This coming January will see St Albans genreless quartet Enter Shikari release their hotly anticipated 4th album, The Mindsweep. Ahead of its release and in the midst of a busy rehearsal period we managed to speak with vocalist Rou about the new album, playing it live and what some of its running themes are. Read on for more.

Your 4th album The Mindsweep is due for release in January, almost 3 years to the day that A Flash Flood of Colour was released. What was the idea behind The Mindsweep and how did it come to be the album it is now?
Like everything we do, we didn’t have some preconceived idea or organised vision of what this new album would be. I simply began writing music at the beginning of 2014 and after the initial familiar burst of anxiety over the daunting thought of creating another album, things began to take shape.

And were there many songs that didn’t make the cut?
Before heading into the studio we had to whittle down the songs dramatically. At one point we were working on about 50 sessions. One of the hardest and most emotional points in the whole album making process was picking the tracks that would make it. It literally feels like picking one of your limbs over another.
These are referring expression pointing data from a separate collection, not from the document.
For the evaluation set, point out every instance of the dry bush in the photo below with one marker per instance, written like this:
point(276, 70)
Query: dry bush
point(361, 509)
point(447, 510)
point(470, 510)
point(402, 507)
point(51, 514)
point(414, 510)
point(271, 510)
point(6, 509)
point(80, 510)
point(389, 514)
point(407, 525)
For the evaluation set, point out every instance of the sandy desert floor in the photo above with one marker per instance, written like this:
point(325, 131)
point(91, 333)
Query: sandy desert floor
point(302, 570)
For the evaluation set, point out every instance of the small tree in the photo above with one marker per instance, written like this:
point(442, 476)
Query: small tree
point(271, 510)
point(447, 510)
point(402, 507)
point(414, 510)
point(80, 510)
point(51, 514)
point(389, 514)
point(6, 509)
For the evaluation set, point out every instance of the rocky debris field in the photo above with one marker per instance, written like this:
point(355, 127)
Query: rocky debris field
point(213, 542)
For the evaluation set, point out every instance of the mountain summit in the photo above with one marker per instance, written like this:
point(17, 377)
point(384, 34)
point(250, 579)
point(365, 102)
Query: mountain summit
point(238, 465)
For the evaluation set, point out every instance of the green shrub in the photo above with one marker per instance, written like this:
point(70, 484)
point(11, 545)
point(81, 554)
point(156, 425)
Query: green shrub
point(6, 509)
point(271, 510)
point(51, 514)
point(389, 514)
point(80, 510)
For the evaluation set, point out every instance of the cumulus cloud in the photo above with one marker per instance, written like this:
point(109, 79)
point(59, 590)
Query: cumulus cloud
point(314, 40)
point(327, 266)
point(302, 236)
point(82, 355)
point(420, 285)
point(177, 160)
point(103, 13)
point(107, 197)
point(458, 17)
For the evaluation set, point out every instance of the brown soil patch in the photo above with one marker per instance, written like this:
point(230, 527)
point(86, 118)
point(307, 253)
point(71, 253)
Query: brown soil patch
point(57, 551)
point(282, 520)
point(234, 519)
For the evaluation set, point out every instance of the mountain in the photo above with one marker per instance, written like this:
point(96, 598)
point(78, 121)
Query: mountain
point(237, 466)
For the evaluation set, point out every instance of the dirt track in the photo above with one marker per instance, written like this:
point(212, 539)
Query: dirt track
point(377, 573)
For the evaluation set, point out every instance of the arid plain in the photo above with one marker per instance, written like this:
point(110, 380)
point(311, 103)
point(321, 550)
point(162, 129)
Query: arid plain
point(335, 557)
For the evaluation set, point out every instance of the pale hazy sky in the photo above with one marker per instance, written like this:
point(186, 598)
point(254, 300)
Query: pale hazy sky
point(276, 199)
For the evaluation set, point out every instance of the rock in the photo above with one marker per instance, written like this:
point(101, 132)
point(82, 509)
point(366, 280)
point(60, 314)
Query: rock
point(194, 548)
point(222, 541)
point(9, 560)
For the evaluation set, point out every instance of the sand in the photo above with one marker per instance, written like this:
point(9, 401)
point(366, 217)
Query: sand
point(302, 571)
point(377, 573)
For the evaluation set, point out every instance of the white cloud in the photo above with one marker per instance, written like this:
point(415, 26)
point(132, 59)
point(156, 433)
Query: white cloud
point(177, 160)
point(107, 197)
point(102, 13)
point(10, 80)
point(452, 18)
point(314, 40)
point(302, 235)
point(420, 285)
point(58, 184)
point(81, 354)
Some of the song titles have got quite clear references to science & health, something we’d not heard from you before. What are some of the main concepts behind the album?
The importance of the scientific method being employed in all areas of life is a main theme. For too long our society, our institutions and our behaviours have been left without analysis or criticism purely because they are ‘traditional’, thought of as immutable, or protected by those who profit from them. It’s becoming clear that capitalism is not conducive to maximising human wellbeing and environmental sustainability as profit is to be made to the detriment of both. This is one of the running themes.

Stylistically you’ve said that the album features some of the lightest music you’ve ever made, as well as some of the heaviest. Was it at all a conscious decision beforehand to make specific types of songs in the studio?
The first few months of 2014 was just pure freedom, creating all sorts of tracks, with all sorts of instruments, conveying a huge variety of emotions. By the time we got into the studio the only conscious decision to be made was picking the final set of songs. There was definitely a concerted effort to make sure we had diversity in dynamics, emotion and instrumentation.

I’d just like to focus on one song in particular for now, Anaesthetist. What is the story behind this song?
It’s a beat I had written for a while that we developed in the studio, it’s one of the only tracks that wasn’t completely ready to go but we had faith in it so it made the final cut, just! It’s one of the most vehemently delivered tracks on the album about the current climate of privatisation, specifically of healthcare services. I went to my first protest march at the age of 10 to protest the closure of a local hospital, the disbelief I felt then is still strong, but now it’s coupled with anger as I know the sordid reasoning.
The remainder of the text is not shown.